The treasury has estimated that every additional dollar that could be spent on the IRS would probably collect another $6 in revenue, just in direct revenue by catching people who owed more than they actually paid, and would probably have some deterrent effect as well. That's harder to measure because people might be more afraid of getting caught. They'd be less likely to cheat or again, take really aggressive tax positions in the years ahead. Great way to get free money especially, but also a great way, I think, to increase public morale about the tax system.

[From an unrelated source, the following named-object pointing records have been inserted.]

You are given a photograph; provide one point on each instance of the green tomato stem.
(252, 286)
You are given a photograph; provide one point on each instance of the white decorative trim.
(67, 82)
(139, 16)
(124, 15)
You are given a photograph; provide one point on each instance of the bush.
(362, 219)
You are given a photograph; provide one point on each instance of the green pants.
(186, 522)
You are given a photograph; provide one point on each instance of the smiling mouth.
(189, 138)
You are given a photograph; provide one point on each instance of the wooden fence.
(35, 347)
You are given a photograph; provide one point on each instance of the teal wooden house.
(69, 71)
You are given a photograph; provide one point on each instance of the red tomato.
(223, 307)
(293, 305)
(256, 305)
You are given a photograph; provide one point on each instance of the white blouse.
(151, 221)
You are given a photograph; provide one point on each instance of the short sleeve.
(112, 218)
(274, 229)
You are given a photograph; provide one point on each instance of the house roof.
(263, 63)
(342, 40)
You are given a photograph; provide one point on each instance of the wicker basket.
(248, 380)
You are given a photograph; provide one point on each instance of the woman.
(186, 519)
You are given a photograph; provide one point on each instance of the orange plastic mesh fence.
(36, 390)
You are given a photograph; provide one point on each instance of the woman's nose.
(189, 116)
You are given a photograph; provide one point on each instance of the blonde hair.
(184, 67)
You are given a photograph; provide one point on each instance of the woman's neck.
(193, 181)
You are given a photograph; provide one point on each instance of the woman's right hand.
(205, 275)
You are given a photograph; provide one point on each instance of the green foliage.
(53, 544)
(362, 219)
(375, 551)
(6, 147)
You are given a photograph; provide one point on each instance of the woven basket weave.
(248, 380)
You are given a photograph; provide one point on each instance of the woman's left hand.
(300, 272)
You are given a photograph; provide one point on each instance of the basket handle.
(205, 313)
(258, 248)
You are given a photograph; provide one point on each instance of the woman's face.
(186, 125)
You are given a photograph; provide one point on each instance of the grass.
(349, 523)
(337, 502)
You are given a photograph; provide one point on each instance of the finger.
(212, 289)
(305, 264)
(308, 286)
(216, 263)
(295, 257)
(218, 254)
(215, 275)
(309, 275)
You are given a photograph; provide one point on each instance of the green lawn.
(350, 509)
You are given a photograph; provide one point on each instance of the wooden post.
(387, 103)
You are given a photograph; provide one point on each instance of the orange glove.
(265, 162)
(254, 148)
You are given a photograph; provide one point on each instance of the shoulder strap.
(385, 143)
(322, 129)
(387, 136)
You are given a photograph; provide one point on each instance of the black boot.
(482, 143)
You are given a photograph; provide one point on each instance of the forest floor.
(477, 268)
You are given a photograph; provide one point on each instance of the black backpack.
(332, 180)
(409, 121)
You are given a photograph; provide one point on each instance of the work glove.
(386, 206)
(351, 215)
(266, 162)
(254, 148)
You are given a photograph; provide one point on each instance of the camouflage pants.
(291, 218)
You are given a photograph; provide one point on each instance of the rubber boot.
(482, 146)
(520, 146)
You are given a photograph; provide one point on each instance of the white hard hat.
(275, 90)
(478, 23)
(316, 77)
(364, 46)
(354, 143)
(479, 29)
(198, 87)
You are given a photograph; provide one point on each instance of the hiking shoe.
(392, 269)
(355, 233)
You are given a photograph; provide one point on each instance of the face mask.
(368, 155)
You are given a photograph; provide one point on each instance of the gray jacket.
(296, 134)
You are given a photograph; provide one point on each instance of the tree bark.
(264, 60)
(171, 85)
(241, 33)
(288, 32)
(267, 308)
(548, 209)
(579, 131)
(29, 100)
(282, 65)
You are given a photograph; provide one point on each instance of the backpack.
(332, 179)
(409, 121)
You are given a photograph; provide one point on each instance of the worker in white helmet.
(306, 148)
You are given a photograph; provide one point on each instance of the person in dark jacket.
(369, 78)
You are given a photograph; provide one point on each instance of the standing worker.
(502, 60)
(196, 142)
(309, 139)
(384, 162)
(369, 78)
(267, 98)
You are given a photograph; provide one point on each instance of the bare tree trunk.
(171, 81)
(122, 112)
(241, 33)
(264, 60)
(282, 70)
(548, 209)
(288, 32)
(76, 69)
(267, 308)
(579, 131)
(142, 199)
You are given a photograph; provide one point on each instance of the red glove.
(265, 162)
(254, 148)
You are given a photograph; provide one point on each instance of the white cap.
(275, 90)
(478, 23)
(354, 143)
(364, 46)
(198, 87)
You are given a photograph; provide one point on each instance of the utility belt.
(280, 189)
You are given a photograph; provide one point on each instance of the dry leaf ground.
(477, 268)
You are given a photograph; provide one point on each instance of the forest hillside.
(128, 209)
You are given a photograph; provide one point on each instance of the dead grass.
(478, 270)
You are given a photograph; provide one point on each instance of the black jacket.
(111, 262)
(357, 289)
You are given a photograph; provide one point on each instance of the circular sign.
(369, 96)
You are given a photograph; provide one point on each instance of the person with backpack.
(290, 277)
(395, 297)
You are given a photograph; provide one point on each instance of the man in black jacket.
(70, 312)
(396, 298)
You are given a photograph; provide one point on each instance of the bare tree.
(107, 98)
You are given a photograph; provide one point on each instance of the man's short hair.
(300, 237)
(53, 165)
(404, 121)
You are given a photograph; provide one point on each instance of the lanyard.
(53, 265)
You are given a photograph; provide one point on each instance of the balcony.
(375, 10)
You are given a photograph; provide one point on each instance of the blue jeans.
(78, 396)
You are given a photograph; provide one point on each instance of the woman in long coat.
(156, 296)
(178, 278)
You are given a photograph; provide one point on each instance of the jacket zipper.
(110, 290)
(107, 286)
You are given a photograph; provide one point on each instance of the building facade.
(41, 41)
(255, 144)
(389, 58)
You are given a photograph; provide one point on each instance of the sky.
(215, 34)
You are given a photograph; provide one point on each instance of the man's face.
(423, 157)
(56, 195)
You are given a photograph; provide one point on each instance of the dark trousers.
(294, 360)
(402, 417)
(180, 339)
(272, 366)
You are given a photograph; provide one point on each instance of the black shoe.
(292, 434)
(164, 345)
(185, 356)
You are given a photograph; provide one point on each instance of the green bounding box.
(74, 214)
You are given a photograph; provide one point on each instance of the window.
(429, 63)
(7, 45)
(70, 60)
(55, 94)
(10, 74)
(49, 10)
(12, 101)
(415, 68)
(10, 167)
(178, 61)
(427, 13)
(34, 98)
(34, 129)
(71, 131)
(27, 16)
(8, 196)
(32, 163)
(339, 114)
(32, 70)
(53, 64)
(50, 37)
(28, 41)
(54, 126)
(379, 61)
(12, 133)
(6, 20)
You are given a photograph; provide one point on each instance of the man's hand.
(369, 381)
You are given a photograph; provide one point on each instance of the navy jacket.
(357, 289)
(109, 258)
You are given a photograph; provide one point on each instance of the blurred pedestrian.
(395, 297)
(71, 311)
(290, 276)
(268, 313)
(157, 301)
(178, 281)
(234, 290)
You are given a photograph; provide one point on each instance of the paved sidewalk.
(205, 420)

If Americans feel like the very wealthy and corporations are not paying their fair share, which is generally what the polling data show, they are going to be more averse to having their own taxes raised because they say, "How come those guys seem to be getting away with murder? How come that big company is paying nothing in taxes, or that rich person I suspect has been cheating on his taxes and hasn't been ponying up? Why should I have to pay my fair share?"
Brian: There we leave it. Always an interesting conversation with Washington Post syndicated columnist, Catherine Rampell, who was also a political and economic commentator at CNN and special correspondent for the PBS NewsHour. We also got a couple of good ideas for follow up segments there. One to talk about how that 400 billion in home care assistance for the elderly on top of what we spend now would be spent and who that would actually provide home care or other services to. Also what a corporate minimum tax actually would be. We will follow up on those things. Catherine, as always, great conversation. Thanks a lot. Thanks for joining us today.
Catherine: Anytime, thanks for having me.